The company originally developed a prototype ski named Concept 3, that was engineered with a unique sensor integrated into the ski substrate that absorbed vibration by adapting itself to the ski conditions – soft snow or hard packed snow.
In essence, The Concept 3 Ski works in a similar way that nerves interact with muscles in the human body, sensors integrated into the ski monitor vibrations and provide input into a control interface which triggers a reaction from an active material combined onto the structure of the ski.
Skiers will be able to effectively use the Concept 3 Ski on and off piste. The varying properties of the active material will adapt the behaviour of the ski making it more flexible or rigid depending on the snow conditions. The ski will stiffen when ridden on hard packed snow or become more flexible as the snow melts or on powder snow.

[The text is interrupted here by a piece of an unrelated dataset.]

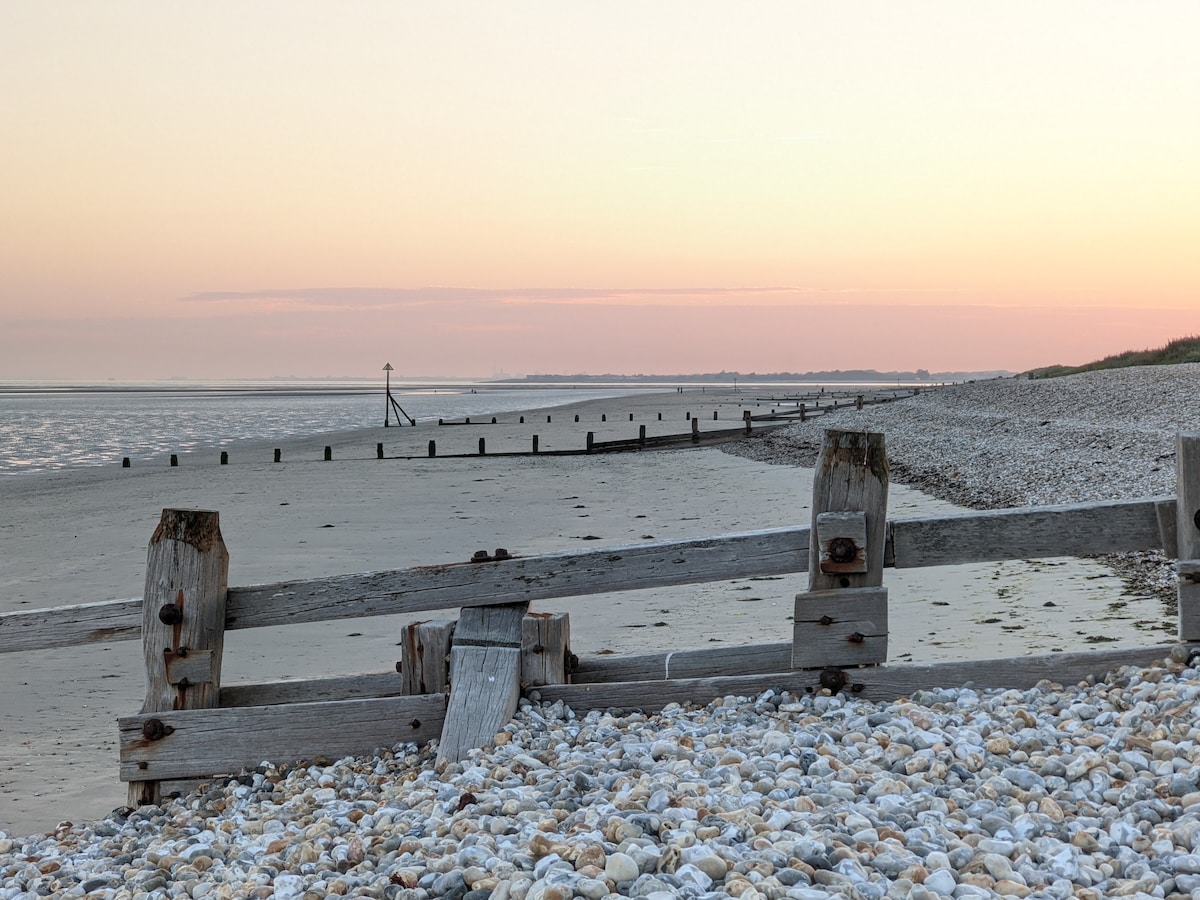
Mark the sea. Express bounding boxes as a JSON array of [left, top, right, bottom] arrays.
[[0, 379, 926, 478], [0, 380, 671, 476]]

The technology enables greater edge contact to be maintained with the slope and will therefore increase the skier’s ability to control the ski. The adaptive ski also holds significant advantages for the skier in that it will reduce fatigue by absorbing more vibrations, allowing the skier to ski for longer.
Acumen’s campaign for Reactec focused on media relations, but it was decided after discussion with the ReacTec management that the importance of “selling in” the vibration control technology reducing the emphasis on the prototype ski should be prioritised when dealing with the ‘vertical’ trade media.
It was agreed that Acumen would thoroughly research a small selection of trade media that had the credentials to get the correct messages over to a new audience for the company.
It was felt that, in this instance, one trade magazine met the criteria
After a series of discussions with the UK’s leading industrial design magazine Eureka, the editor, Mark Fletcher agreed to take a closer look at the technology and discuss with ReacTec how the vibration control technology could be developed and applied into other areas of engineering design.
Interviews were then arranged between the magazine and Reactec engineering director Peter Watson.
A full page article subsequently appeared in Eureka the following month, complete with schematic diagrams of the vibration control sensors and an in depth appraisal of the technology.
From this, an engineering director from one of the world’s largest manufacturers of power tools showed an interest in the ReacTec’s technology and the company went on to conclude a major contract on the back of this article being read.
Other companies have also shown an interest in this technology and Acumen is delighted having played its role as the catalyst in bring Reactec’s active control system to a much wider audience.
The contract with the power tool manufacturer is well into six figures and they have recently secured a deal with one of the UK’s leading audio equipment manufacturers to supply vibration control technology to its new generation of audio speakers.
This again came on the back of the major news article in Eureka Magazine.